In a landmark move that aligns Pakistan with global financial market standards, the country’s capital market is set to transition from the existing T+2 to a T+1 settlement cycle, effective February 9, 2026. The announcement was jointly made by the National Clearing Company of Pakistan Limited (NCCPL), the Pakistan Stock Exchange (PSX), and the Central Depository Company of Pakistan Limited (CDC), under the regulatory guidance of the Securities and Exchange Commission of Pakistan (SECP).
This historic shift is expected to significantly enhance market efficiency, improve liquidity, and reduce settlement risk by shortening the time between trade execution and final settlement. The transition represents a strong signal of the maturity and modernization of Pakistan’s capital market infrastructure, bringing it in line with international practices being adopted by developed and emerging economies including the United States, Canada, China, Mexico, and Argentina.
The SECP’s Chairman, while announcing the development, highlighted the strategic importance of this transition. He noted that Pakistan’s early adoption of the T+1 cycle reflects growing resilience and readiness in its capital market, and underpins broader efforts to boost investor trust and operational agility.
Dr. Shamshad Akhtar, Chairperson of the PSX Board and former central bank governor, also addressed the event, acknowledging the dedication of teams across institutions that made this achievement possible. She emphasized that this change is not only a technical upgrade but a meaningful step toward a more transparent, efficient, and competitive market environment. According to her, the shift will encourage greater participation from both domestic and international investors by aligning Pakistan’s systems with global capital flow dynamics.
Naveed Qazi, CEO of NCCPL, also underscored the move’s significance by calling it a pivotal development in market structure transformation. He appreciated SECP’s formation of a multi-stakeholder Implementation Committee, which played a critical role in ensuring the transition was smooth, well-coordinated, and inclusive of feedback from all market participants.
The T+1 cycle will allow transactions executed on a given day to be settled the next trading day, effectively enhancing cash flow and freeing up capital for quicker reinvestment.
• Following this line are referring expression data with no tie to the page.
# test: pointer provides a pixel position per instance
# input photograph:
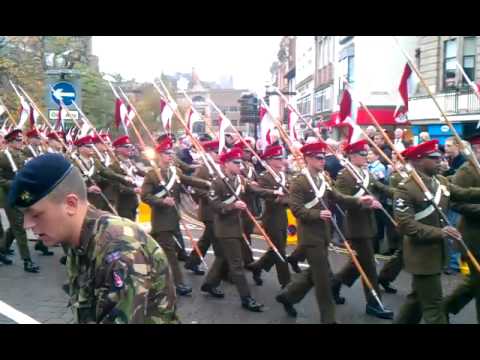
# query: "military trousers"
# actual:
(270, 258)
(468, 290)
(127, 206)
(392, 268)
(228, 253)
(16, 231)
(318, 275)
(203, 244)
(425, 301)
(349, 273)
(169, 246)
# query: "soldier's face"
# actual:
(476, 150)
(44, 216)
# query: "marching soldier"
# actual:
(128, 201)
(117, 273)
(228, 229)
(247, 170)
(275, 217)
(469, 227)
(425, 234)
(361, 228)
(307, 192)
(12, 160)
(162, 197)
(205, 211)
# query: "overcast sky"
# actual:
(246, 58)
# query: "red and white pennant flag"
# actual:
(166, 114)
(267, 126)
(348, 115)
(407, 87)
(123, 114)
(224, 125)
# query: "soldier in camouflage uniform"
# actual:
(469, 226)
(12, 160)
(118, 274)
(425, 233)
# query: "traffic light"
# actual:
(248, 108)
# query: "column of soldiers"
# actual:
(114, 184)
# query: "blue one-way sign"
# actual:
(63, 91)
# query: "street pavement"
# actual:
(40, 295)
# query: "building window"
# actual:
(469, 51)
(323, 100)
(449, 67)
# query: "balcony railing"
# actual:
(461, 101)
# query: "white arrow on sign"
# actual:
(59, 94)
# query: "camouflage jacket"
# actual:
(119, 274)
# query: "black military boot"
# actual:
(374, 309)
(287, 305)
(294, 264)
(30, 266)
(256, 272)
(183, 289)
(388, 289)
(5, 260)
(194, 268)
(182, 255)
(336, 286)
(249, 303)
(40, 246)
(214, 291)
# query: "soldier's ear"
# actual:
(72, 204)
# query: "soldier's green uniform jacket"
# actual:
(164, 217)
(312, 230)
(119, 274)
(6, 170)
(227, 220)
(424, 247)
(469, 224)
(275, 216)
(360, 222)
(205, 211)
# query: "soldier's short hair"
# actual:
(73, 183)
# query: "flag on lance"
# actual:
(408, 86)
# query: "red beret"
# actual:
(235, 153)
(356, 147)
(83, 141)
(33, 133)
(242, 146)
(210, 145)
(97, 139)
(272, 151)
(164, 145)
(13, 135)
(122, 140)
(313, 148)
(421, 150)
(53, 135)
(475, 140)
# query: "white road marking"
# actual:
(15, 315)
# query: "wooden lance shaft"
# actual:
(337, 228)
(200, 149)
(158, 173)
(471, 157)
(348, 167)
(210, 130)
(138, 116)
(416, 177)
(251, 149)
(65, 147)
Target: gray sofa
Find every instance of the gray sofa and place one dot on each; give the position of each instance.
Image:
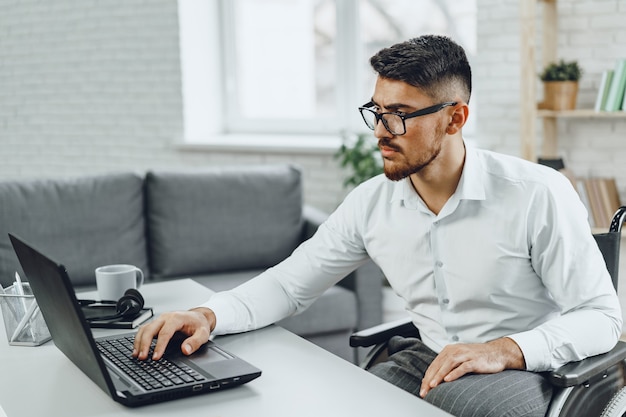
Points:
(218, 226)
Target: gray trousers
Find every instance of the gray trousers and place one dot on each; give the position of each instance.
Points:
(509, 393)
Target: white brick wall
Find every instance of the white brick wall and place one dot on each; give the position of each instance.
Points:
(90, 86)
(590, 31)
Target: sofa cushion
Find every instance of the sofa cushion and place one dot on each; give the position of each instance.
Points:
(82, 223)
(222, 219)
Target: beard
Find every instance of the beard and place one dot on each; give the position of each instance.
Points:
(400, 169)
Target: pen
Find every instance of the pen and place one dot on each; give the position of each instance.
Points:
(9, 303)
(25, 321)
(19, 289)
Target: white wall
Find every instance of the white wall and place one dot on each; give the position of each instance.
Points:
(89, 86)
(590, 31)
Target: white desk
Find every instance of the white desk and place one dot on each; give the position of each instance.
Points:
(299, 378)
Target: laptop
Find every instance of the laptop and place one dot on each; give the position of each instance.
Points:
(209, 369)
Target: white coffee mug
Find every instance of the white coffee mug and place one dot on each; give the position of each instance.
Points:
(113, 280)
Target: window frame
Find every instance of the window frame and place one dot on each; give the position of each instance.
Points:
(347, 74)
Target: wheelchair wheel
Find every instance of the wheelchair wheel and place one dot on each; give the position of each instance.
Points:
(617, 406)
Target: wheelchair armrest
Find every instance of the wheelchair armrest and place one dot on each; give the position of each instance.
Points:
(383, 332)
(576, 373)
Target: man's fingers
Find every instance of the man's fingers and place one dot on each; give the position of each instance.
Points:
(196, 324)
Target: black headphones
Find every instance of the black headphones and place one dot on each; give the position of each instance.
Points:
(130, 304)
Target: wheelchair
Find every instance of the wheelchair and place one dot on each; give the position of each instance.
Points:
(595, 386)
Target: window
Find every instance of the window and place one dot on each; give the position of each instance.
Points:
(301, 66)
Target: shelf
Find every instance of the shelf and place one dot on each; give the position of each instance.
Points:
(581, 114)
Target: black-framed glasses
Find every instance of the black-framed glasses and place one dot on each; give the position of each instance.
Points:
(394, 122)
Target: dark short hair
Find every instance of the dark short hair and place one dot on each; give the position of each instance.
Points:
(432, 63)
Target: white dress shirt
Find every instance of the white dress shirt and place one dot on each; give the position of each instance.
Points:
(510, 254)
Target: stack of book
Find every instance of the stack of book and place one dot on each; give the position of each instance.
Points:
(611, 94)
(601, 198)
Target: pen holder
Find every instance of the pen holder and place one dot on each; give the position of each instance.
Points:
(23, 321)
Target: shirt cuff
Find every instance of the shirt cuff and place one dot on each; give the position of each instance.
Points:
(224, 314)
(535, 349)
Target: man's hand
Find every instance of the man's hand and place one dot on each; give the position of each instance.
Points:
(196, 323)
(454, 361)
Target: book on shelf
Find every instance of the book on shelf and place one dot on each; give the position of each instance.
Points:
(603, 91)
(615, 97)
(601, 198)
This shorter settlement period also lowers counterparty risk and is expected to enhance investor protection, especially in volatile market conditions.
With the backing of robust regulatory oversight and industry-wide collaboration, this transformation in the settlement framework is poised to open the next chapter in Pakistan’s capital market evolution. It signals a clear intent to embrace global best practices and to create a more dynamic, accessible, and future-ready financial ecosystem.
As Pakistan continues to position itself as an emerging hub for capital flows in the region, reforms like the T+1 transition are essential in making the market more competitive and responsive to the needs of modern-day investors.